President Lee Myung-bak and his Russian counterpart Dmitry Medvedev on Wednesday said they will push ahead with a project to build a gas pipeline linking the two countries via North Korea. The two met in St. Petersburg.

Presidential spokesman Park Jeong-ha said the two leaders "agreed that the Russian natural gas pipeline project involving the North will bring economic benefits to all three countries."

Lee said the project could contribute to peace on the Korean Peninsula and called for the commercial terms to satisfy the needs of all parties.

Medvedev said Russia "will take full responsibility for the management of threats to the passage of the gas pipeline through North Korea. Russia will be responsible if the gas supply is cut off."

Nikolai Dubik, chief of state-run Russian gas company Gazprom's legal department, said at a Korea-Russia Dialogue forum Tuesday KOGAS and Gazprom signed a memorandum of understanding on the timeline of project management in September, envisioning laying the pipeline from 2013 and supplying South Korea with gas from 2017.

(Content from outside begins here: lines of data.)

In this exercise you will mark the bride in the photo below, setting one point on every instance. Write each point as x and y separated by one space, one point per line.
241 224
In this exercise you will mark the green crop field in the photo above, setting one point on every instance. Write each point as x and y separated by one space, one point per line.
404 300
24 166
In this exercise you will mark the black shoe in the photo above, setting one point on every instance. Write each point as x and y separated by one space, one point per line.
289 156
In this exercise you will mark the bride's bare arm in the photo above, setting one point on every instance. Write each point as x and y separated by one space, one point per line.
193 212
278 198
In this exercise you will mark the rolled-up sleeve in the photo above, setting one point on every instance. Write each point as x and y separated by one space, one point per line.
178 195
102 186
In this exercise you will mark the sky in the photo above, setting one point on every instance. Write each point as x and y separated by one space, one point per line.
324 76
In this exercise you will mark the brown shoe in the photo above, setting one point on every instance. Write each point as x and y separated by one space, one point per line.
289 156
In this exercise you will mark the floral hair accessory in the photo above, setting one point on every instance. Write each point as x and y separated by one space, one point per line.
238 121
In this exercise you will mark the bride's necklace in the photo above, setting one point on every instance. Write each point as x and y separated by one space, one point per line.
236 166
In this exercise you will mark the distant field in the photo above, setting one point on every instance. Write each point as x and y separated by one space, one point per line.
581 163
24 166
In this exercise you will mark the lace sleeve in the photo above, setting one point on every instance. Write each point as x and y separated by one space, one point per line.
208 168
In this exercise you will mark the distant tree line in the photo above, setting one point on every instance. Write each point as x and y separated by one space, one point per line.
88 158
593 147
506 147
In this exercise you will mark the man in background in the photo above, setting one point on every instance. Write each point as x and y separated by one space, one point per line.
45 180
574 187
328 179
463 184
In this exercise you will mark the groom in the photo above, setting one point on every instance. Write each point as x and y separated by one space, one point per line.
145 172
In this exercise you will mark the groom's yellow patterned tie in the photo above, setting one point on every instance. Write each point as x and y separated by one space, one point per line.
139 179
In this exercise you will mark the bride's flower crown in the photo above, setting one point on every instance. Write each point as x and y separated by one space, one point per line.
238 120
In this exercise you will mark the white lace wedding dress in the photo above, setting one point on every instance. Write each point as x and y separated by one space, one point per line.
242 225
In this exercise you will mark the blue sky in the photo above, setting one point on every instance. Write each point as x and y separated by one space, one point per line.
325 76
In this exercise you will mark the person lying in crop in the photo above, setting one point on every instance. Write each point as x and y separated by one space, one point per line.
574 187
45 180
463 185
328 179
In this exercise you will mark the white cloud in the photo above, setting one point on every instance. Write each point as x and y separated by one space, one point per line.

"The two sides agreed to complete negotiations of the basic terms, including the price, by January. They also agreed to conclude a gas supply deal sometime between January and April next year," he said. "We plan to work out a blueprint between March next year and September 2013, and then start laying the pipeline to complete construction by December 2016."

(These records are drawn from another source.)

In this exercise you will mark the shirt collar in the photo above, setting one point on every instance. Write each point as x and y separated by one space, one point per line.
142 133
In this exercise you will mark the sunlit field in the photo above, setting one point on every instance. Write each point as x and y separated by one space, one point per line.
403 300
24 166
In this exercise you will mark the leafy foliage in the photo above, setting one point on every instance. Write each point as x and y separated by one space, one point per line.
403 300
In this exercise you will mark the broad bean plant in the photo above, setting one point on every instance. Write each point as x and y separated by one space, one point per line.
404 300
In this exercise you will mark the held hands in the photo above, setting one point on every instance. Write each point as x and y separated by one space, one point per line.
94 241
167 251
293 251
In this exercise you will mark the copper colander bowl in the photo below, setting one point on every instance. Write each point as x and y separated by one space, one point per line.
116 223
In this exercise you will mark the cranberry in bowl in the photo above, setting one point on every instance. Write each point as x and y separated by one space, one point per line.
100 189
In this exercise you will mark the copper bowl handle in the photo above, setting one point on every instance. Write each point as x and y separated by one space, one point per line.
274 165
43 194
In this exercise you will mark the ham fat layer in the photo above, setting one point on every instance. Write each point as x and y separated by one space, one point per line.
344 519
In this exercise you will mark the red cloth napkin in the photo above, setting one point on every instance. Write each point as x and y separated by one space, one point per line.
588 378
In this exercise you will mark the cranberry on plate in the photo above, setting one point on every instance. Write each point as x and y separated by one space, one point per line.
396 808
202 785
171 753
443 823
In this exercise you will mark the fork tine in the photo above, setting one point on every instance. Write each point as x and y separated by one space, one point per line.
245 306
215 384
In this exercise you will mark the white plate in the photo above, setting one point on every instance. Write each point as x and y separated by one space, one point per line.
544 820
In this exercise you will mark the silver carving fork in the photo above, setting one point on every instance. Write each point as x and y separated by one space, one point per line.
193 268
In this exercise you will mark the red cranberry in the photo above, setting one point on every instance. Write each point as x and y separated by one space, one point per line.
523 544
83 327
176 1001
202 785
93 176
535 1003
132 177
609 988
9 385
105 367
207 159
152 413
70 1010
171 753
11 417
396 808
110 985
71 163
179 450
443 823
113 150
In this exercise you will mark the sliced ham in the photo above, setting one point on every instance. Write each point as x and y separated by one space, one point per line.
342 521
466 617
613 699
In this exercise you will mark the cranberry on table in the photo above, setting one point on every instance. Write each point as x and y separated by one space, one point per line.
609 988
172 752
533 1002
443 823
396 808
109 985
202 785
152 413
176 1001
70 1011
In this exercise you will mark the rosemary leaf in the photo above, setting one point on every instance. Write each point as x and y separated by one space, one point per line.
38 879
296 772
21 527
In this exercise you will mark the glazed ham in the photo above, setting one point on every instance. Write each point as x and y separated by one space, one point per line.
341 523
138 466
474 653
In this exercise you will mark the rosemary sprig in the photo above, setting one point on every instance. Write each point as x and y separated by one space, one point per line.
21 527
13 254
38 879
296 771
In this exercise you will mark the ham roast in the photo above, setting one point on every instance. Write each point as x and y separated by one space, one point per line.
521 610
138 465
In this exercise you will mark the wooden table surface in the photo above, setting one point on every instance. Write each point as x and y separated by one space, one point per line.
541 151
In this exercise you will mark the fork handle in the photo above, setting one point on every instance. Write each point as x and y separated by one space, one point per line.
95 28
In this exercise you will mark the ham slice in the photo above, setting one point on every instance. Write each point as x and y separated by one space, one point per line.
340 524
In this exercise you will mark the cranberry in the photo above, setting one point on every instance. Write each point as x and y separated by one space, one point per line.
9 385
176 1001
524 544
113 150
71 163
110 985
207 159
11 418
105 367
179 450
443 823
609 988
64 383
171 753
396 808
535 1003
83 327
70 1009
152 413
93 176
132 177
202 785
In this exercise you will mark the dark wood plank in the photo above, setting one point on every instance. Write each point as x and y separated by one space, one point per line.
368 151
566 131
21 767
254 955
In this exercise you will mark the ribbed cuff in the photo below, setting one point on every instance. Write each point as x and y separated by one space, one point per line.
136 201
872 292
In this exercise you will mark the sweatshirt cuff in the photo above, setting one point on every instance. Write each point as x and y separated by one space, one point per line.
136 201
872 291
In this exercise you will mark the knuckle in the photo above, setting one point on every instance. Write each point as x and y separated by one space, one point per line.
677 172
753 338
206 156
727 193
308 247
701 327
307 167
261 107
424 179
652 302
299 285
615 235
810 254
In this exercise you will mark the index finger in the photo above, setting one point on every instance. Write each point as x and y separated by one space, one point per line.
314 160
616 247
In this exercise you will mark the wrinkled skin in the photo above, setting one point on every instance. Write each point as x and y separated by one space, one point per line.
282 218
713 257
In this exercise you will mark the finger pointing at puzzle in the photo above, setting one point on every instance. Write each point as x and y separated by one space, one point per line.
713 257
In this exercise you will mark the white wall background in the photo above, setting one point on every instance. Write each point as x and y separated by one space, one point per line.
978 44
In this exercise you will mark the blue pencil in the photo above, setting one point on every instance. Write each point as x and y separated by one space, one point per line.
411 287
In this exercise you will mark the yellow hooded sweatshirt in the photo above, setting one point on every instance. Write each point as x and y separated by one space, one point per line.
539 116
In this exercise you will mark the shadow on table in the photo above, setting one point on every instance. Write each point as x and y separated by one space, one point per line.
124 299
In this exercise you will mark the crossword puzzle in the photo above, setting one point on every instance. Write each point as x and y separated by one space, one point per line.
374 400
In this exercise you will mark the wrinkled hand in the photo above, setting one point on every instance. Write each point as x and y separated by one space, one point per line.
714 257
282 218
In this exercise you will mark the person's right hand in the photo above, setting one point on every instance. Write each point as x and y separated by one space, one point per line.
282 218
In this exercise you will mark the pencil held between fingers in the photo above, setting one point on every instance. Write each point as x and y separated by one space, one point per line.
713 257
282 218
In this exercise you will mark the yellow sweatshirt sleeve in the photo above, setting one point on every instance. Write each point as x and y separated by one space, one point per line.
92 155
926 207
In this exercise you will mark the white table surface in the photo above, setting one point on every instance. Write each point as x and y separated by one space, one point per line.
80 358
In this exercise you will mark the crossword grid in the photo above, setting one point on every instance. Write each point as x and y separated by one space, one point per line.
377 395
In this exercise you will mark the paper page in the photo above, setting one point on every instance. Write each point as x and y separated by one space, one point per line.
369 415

But a presidential official said there has been no progress in talks on gas supply price or terms of construction since September. "Russia wants to create a conducive atmosphere, but we're cautious because there are still things to negotiate."

Lee told Medvedev it is true that South Korea is "very concerned" about the safety of the pipeline passing through the North given its military provocations last year. "We expect Russia to cooperate in finding solutions to North Korean issues, including denuclearization," he added.

The two leaders also called for comprehensive solutions to the North Korean nuclear issue for peace and stability in Northeast Asia, and agreed to cooperate to create a positive atmosphere for the resumption of the six-party nuclear disarmament talks.

They also pledged to work for the success of the 2012 Seoul Nuclear Security Summit and the APEC Leaders' Summit in Vladivostok, as well as for expansion of bilateral economic ties.

The two leaders spoke at the closing ceremony of the annual Korea-Russia Dialogue, a civilian-led forum. Winding up his visit to Russia, Lee flew to Cannes Wednesday afternoon to attend the G20 summit.